Un autre problème est la quantité massive de données nécessaires, bien au-delà de la capacité des humains à les générer et organiser manuellement.
Il est à ces limitations que Recursion a construit sa plateforme, avec la mission de « turning drug discovery into a search problem ». Elle combine laboratoire sec (in silico) et laboratoire humide (échantillons biologiques) avec:
- Une bibliothèque de 1,7 million de petites molécules.
- Cultures cellulaires, édition génétique CRISPR, facteurs solubles, virus vivants, etc.
- Un flux de travail robotisé de laboratoire automatisé permettant jusqu’à 2,2 million d’expériences chaque semaine.
- Microscopes à haut débit et systèmes de séquençage.
- Flux vidéo continus provenant de caméras, enregistrant des mesures holistiques des comportements animaux.
- Ressources informatiques avancées, qui ont généré >21 pétaoctets de données propriétaires à haute dimension.
- Données ADMET (absorption, distribution, métabolisme, excrétion et toxicologie).
Cela crée des ensembles de données uniques (et massifs) de protéomique (niveaux de protéines), transcriptomique (niveaux d’ARNm), phénomique (morphologie cellulaire), ADMET et « in‑vivonomics » (comportements animaux). L’entreprise envisage également d’ajouter la métabolomique et la génomique à ses ensembles de données à l’avenir.

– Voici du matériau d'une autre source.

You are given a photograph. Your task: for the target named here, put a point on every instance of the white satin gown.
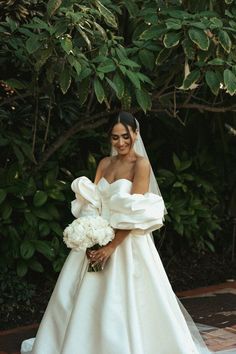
(129, 307)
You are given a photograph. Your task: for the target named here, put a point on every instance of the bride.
(128, 307)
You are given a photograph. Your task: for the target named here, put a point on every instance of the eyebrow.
(120, 134)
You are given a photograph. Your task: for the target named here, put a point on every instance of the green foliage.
(14, 289)
(192, 200)
(66, 67)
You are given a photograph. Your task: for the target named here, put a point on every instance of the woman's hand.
(101, 255)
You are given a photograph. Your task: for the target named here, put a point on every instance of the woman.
(128, 307)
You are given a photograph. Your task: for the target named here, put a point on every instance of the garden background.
(66, 67)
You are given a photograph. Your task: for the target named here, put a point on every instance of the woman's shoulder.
(142, 163)
(105, 161)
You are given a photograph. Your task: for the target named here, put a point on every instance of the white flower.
(87, 231)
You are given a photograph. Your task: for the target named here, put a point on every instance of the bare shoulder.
(142, 165)
(141, 176)
(105, 162)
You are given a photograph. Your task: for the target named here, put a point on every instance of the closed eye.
(124, 136)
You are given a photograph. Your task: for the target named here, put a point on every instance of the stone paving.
(213, 306)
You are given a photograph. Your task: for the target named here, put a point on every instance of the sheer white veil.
(139, 148)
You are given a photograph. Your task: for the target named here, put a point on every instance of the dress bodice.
(114, 202)
(107, 190)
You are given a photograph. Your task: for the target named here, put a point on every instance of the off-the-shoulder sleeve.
(87, 200)
(142, 213)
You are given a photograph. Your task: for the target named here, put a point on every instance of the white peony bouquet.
(88, 232)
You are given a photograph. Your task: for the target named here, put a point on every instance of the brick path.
(197, 303)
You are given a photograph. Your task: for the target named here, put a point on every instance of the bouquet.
(88, 232)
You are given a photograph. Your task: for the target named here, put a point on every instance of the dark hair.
(125, 118)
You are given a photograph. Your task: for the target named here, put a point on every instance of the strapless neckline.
(117, 180)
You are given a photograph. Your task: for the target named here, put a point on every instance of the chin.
(123, 152)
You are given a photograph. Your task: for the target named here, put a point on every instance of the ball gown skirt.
(129, 307)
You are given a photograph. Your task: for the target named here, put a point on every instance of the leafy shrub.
(192, 201)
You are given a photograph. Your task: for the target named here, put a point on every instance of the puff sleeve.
(87, 200)
(142, 213)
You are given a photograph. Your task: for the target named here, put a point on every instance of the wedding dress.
(129, 307)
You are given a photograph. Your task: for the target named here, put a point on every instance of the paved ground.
(213, 306)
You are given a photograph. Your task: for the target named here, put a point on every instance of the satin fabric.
(129, 307)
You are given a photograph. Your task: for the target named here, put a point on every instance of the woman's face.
(121, 140)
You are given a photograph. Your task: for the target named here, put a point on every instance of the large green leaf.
(52, 6)
(30, 218)
(191, 78)
(199, 37)
(99, 91)
(66, 44)
(163, 56)
(33, 44)
(44, 248)
(27, 249)
(225, 41)
(176, 161)
(40, 198)
(3, 195)
(36, 266)
(65, 79)
(15, 84)
(188, 48)
(213, 81)
(147, 58)
(7, 211)
(230, 81)
(119, 84)
(21, 268)
(107, 14)
(143, 99)
(171, 39)
(173, 23)
(107, 66)
(134, 79)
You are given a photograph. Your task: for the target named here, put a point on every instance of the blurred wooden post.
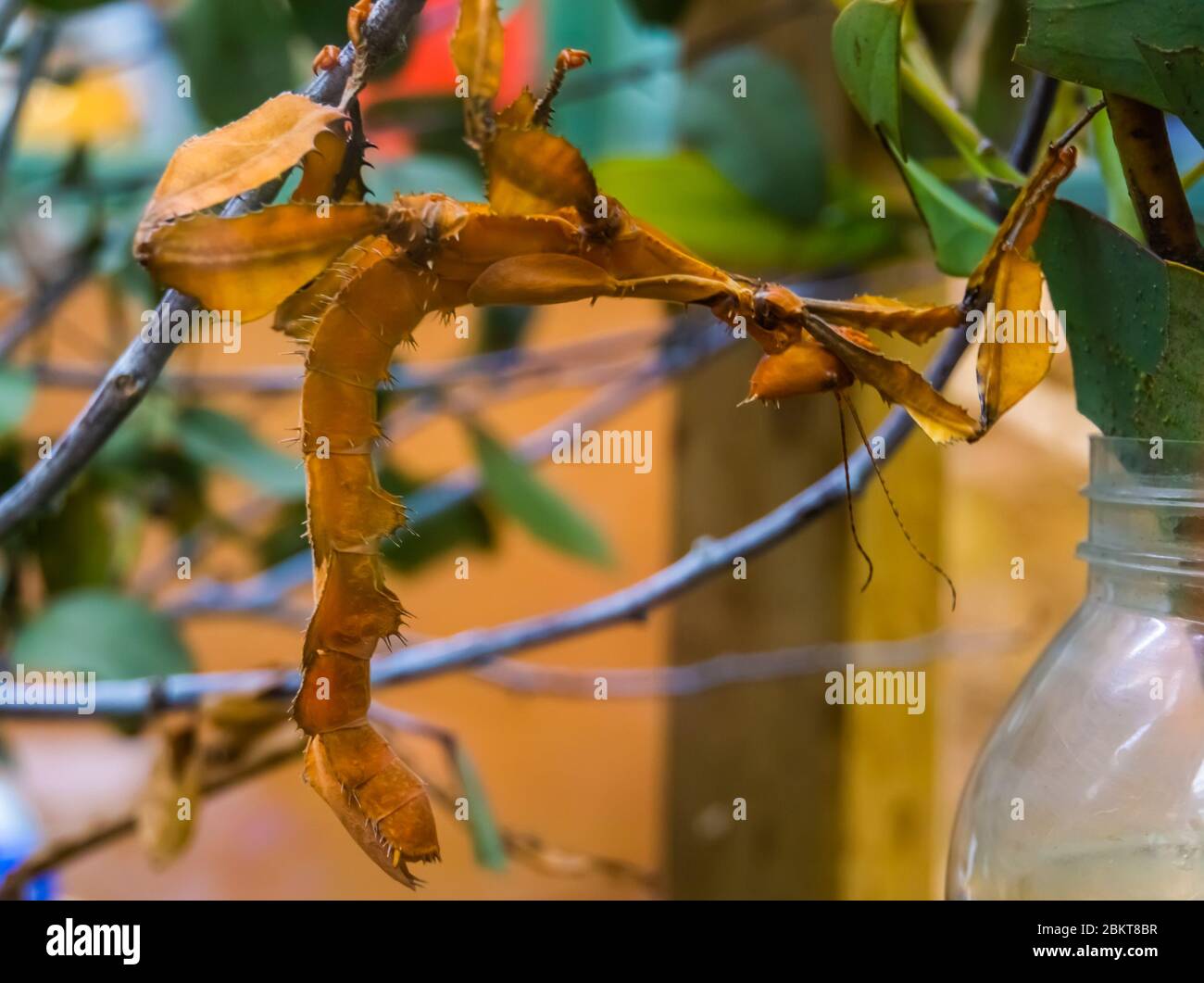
(838, 800)
(775, 746)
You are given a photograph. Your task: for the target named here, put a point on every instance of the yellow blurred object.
(94, 107)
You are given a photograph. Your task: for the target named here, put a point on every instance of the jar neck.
(1145, 544)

Cette richesse de données permet une gamme plus large de candidats à un stade précoce mais un entonnoir plus étroit par la suite. Elle devrait également accélérer le développement de candidats médicaments à fort potentiel.

Source: Recursion
Le potentiel de cette approche n’échappe pas aux géants pharmaceutiques, avec des collaborations avancées dans la fibrose (Bayer) et les neurosciences (Roche‑Genentech).
L’entreprise a également reçu un investissement de 50 M$ de NVIDIA en juillet 2023, le nouveau géant du matériel informatique IA. Cela est survenu juste après que Recursion a acquis en mai 2023 les startups précliniques axées sur la chimie des médicaments, Cyclica et Valance, pour un total de 87,5 M$.
Au total, l’entreprise envisage 13 Mds $ de jalons potentiels à travers plus de 50 programmes possibles, plus des redevances.
Les partenariats avec les entreprises technologiques (NVIDIA) et pharmaceutiques (Bayer, Roche), ainsi que les acquisitions de petites startups d’IA‑drugs, pourraient indiquer que Recursion devient une pierre angulaire de l’industrie et un acquéreur en série potentiel, avec pour objectif de devenir l’une des premières entreprises à mettre à l’échelle les données biologiques à un volume auparavant inégalé.